А на упавшего упыря набросились мужики. Недаром Елова обещала, что оружие предков придаст им сил, – не заробев и не растерявшись, Бебря крепко сжал Оборотневу Смерть, замахнулся и ударил сверху вниз, норовя пронзить упыря. Но тот с неожиданным проворством откатился в сторону, и рогатина только ранила ему руку. Разбрызгивая по палым листьям тягучую черную кровь, упырь отскочил, взмахом другой руки обломал кол Спожина, ударился о ель и повернулся, пытаясь скрыться в чаще.
Тут на пути его встал Светел. Его мутило от мерзкого запаха, сердце замирало – ему еще никогда не приходилось сталкиваться с нежитью. Но воин был приучен идти вперед, не позволяя страху овладеть собой. Выхватив меч, он рубанул по башке упыря, и часть черепа слетела, как сбитая шапка. Но упырь уже был мертв и остановить его обычными средствами было невозможно.
Серая тяжелая лапа взметнулась над головой Светела, но не ударила, а упала. Упырь вдруг дернулся, словно его сильно толкнули в спину, привалился к ели и замер, острием Оборотневой Смерти пригвожденный к стволу. Серая туша тяжело обвисла, лохматые, грязные руки и ноги задергались, когти скребли промерзшую землю, из ран на руке и на голове медленно капала темная кровь и еще какая-то мутная, гнилая гадость. Нестерпимая вонь наполнила воздух на поляне. А Бебря со свирепым лицом все нажимал и нажимал на древко рогатины, словно хотел покрепче пришить гадину к стволу. Уж теперь не вырвется!
А Милава все бежала и бежала, не чуя ног, пока не увидела тын. Ее тоже заметили, раскрыли ворота, все родовичи обступили ее с расспросами. Почему она бежит, почему одна, как там упырь, как мужики? Милава ничего не могла толком ответить, но из ее обрывочных восклицаний все поняли, что упыря все-таки встретили. Что там теперь? Оставив Милаву с женщинами, все оставшиеся мужики и даже парни мигом похватали давно заготовленные осиновые колья и побежали гурьбой искать своих. Как бы там ни было, а помочь надо!
Бебрю и двух братьев нашли на той же поляне. Упырь, прибитый рогатиной к стволу, висел на ели и уже не дергался, только черная гнилая лужа натекла возле корней и дурная вонь разливалась волнами по лесу вокруг. Вслед за мужчинами подоспела и Елова.

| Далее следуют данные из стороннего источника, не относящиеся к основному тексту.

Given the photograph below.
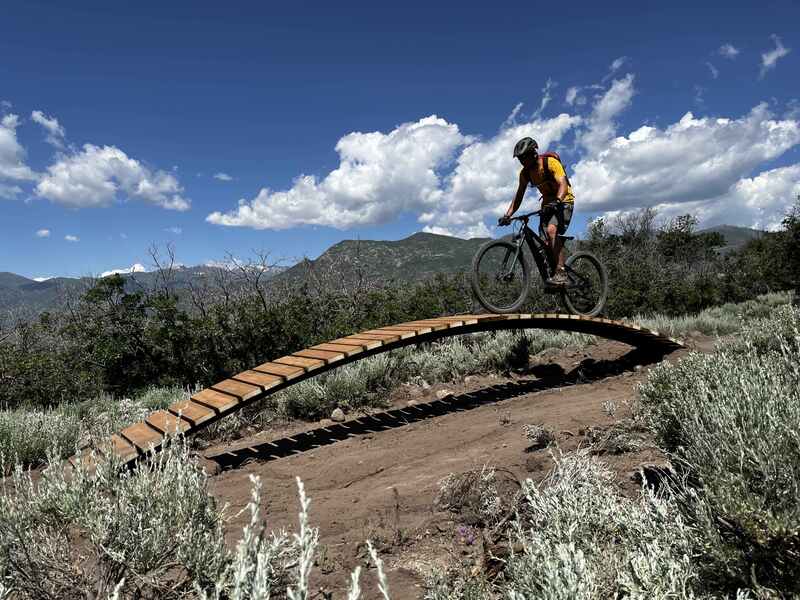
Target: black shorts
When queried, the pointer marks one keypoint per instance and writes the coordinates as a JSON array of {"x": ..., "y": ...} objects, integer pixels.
[{"x": 556, "y": 214}]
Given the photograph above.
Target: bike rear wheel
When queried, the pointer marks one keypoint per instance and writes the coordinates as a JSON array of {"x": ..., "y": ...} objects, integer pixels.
[
  {"x": 587, "y": 289},
  {"x": 500, "y": 277}
]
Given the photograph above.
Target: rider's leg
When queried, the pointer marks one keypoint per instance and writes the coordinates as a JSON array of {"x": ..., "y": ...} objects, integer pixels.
[{"x": 554, "y": 243}]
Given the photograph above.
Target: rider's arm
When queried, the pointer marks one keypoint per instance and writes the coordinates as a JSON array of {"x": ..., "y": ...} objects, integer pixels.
[
  {"x": 523, "y": 183},
  {"x": 562, "y": 188}
]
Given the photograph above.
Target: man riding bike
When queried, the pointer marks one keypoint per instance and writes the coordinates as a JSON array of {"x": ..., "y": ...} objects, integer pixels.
[{"x": 546, "y": 173}]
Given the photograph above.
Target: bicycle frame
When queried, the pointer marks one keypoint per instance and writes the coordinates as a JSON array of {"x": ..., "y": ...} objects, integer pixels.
[{"x": 540, "y": 250}]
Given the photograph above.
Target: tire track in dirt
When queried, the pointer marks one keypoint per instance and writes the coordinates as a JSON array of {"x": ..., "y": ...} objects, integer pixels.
[{"x": 382, "y": 485}]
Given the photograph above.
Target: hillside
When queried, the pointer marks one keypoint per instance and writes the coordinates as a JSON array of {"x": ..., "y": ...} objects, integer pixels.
[
  {"x": 419, "y": 256},
  {"x": 735, "y": 237},
  {"x": 416, "y": 257},
  {"x": 26, "y": 297}
]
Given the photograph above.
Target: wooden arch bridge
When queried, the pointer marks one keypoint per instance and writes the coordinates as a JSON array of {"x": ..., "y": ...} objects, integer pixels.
[{"x": 245, "y": 388}]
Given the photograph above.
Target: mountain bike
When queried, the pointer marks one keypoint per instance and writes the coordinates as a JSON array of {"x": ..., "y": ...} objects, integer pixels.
[{"x": 501, "y": 276}]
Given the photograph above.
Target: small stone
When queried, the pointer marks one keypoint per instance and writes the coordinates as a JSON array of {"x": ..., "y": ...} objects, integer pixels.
[{"x": 211, "y": 467}]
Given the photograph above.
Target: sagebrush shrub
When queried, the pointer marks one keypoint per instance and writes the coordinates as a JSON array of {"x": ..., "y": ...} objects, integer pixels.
[{"x": 731, "y": 421}]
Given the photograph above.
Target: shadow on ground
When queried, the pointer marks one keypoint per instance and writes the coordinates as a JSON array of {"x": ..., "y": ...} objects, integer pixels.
[{"x": 549, "y": 376}]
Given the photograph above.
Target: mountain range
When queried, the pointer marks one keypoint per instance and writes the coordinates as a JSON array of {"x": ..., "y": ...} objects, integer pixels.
[{"x": 416, "y": 257}]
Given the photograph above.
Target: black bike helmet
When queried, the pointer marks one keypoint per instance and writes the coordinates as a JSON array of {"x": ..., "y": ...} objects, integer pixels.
[{"x": 525, "y": 146}]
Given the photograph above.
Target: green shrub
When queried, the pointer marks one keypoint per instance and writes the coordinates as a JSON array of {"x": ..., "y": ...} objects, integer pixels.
[
  {"x": 731, "y": 419},
  {"x": 581, "y": 539}
]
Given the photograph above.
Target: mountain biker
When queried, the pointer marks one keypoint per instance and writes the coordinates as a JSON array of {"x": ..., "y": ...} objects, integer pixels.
[{"x": 557, "y": 198}]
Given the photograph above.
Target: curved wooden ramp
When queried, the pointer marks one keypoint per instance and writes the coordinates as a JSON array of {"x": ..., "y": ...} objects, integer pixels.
[{"x": 247, "y": 387}]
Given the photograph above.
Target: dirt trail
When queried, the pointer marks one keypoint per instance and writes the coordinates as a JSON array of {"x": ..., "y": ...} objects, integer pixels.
[{"x": 381, "y": 486}]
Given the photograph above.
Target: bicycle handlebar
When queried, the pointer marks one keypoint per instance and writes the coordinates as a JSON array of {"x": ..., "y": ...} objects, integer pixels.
[{"x": 535, "y": 213}]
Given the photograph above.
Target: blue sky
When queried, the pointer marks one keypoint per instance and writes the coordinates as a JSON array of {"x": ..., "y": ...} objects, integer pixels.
[{"x": 402, "y": 117}]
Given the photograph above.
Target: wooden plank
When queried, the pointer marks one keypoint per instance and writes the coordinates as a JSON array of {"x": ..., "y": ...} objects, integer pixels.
[
  {"x": 489, "y": 317},
  {"x": 436, "y": 325},
  {"x": 363, "y": 343},
  {"x": 348, "y": 349},
  {"x": 195, "y": 413},
  {"x": 262, "y": 380},
  {"x": 418, "y": 329},
  {"x": 401, "y": 333},
  {"x": 309, "y": 364},
  {"x": 286, "y": 371},
  {"x": 142, "y": 436},
  {"x": 386, "y": 338},
  {"x": 244, "y": 391},
  {"x": 326, "y": 355},
  {"x": 119, "y": 446},
  {"x": 167, "y": 423},
  {"x": 215, "y": 400}
]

Не морщась от страха и отвращения, как все, она подошла, осмотрела неподвижную серую тушу и с довольным видом закивала.
– Знатно сделано дело! – одобрила ведунья. – Теперь-то он угомонится, Оборотнева Смерть его навек усмирила. Теперь только схоронить, чтоб не смердил тут, чистый Лес не гневил.
Тут же, на поляне, вырыли глубокую яму и свалили в нее тушу упыря, пробили осиновым колом для верности и забросали землей. В землю от поверхности вбили еще один кол – если и полезет вверх, то напорется. Елова говорила, что это все уже ни к чему, но так было надежнее.
– А боярин-то молодец, не сробел! – одобрительно приговаривали мужики. Светелу было приятно это слышать, хотя что ему, брату самого князя, похвалы каких-то смердов?
Покончив с упырем, Вешничи пошли домой, и впервые за много дней у всех было легко на душе. Нету больше могильного жителя, можно снова ходить хоть в гости, хоть в лес, никого не опасаясь. Вешничи радостно гомонили, смеялись, хвалили Бебрю и братьев, жалели Милаву – вот ведь натерпелась девка страха!
А Светел шел молча, не участвуя в общих разговорах, и пытался разобраться в своих мыслях. Что-то странное не давало ему покоя. Непонятное ощущение возникло у него в тот миг, когда перед ним встал упырь, или мгновением позже, и он не мог вспомнить, что же это было. Он часто оглядывался на рогатину в руках Бебри – теперь он сам убедился в ее могуществе. Если она одолела такого огромного и могучего упыря, то, конечно, одолеет и…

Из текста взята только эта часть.